Alles dreht sich um den Spinkolaus
Bild: Schneider
 Klein und bunt, aber nicht ohne: Der Spinkolaus von Willi Haubrock entwickelte mit seiner Metallspitze zerstörerische Kraft, wenn er auf einen anderen Kreisel herabsauste.
Bild: Schneider

Willi Haubrock war einer von denen, die damals mit zwei der bis zu zehn Zentimeter breiten Holzkreisel im Tornister aus den Bauerschaften zur Volksschule in Albersloh trabten. „Das gehörte zur Standardausrüstung“, erinnert er sich.
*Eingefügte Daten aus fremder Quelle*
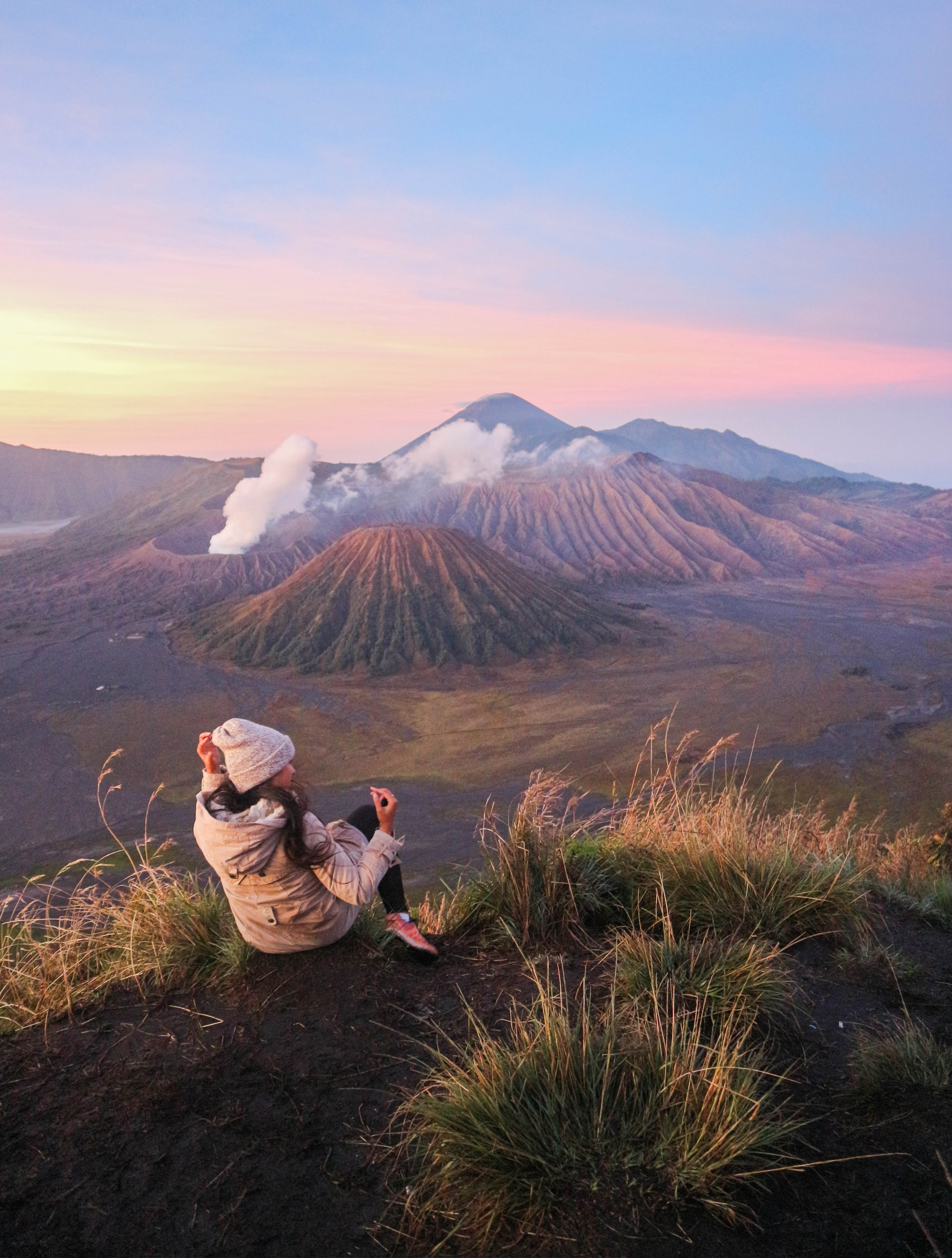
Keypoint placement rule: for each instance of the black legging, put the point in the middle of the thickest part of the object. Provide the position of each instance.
(392, 885)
Denn in den Bauerschaften rund um das Ludgerusdorf ließen Jungen den Spinkolaus ganz besonders gerne tanzen. Die Kinder aus dem Ortskern machten zwar mit, aber die wahre Kreisel-Leidenschaft brannte eher auf den umliegenden Bauernhöfen und auf dem Schulhof.

Und wie ging das nun mit dem Spinkolaus? Willi Haubrock kann es nicht nur lebhaft erzählen, er kann es auch vormachen. Er hat nämlich noch einen Spinkolaus. Der Kreisel ist bunt bemalt und hat eine metallene Spitze, die so genannte „Grille“. Haubrock wickelt gekonnt eine Kordel um den bauchigen Kreisel, holt aus, reißt an der Kordel – der Kreisel kriegt dadurch noch in der Luft den richtigen Dreh und surrt auf dem Pflaster vor Haubrocks Haus dahin.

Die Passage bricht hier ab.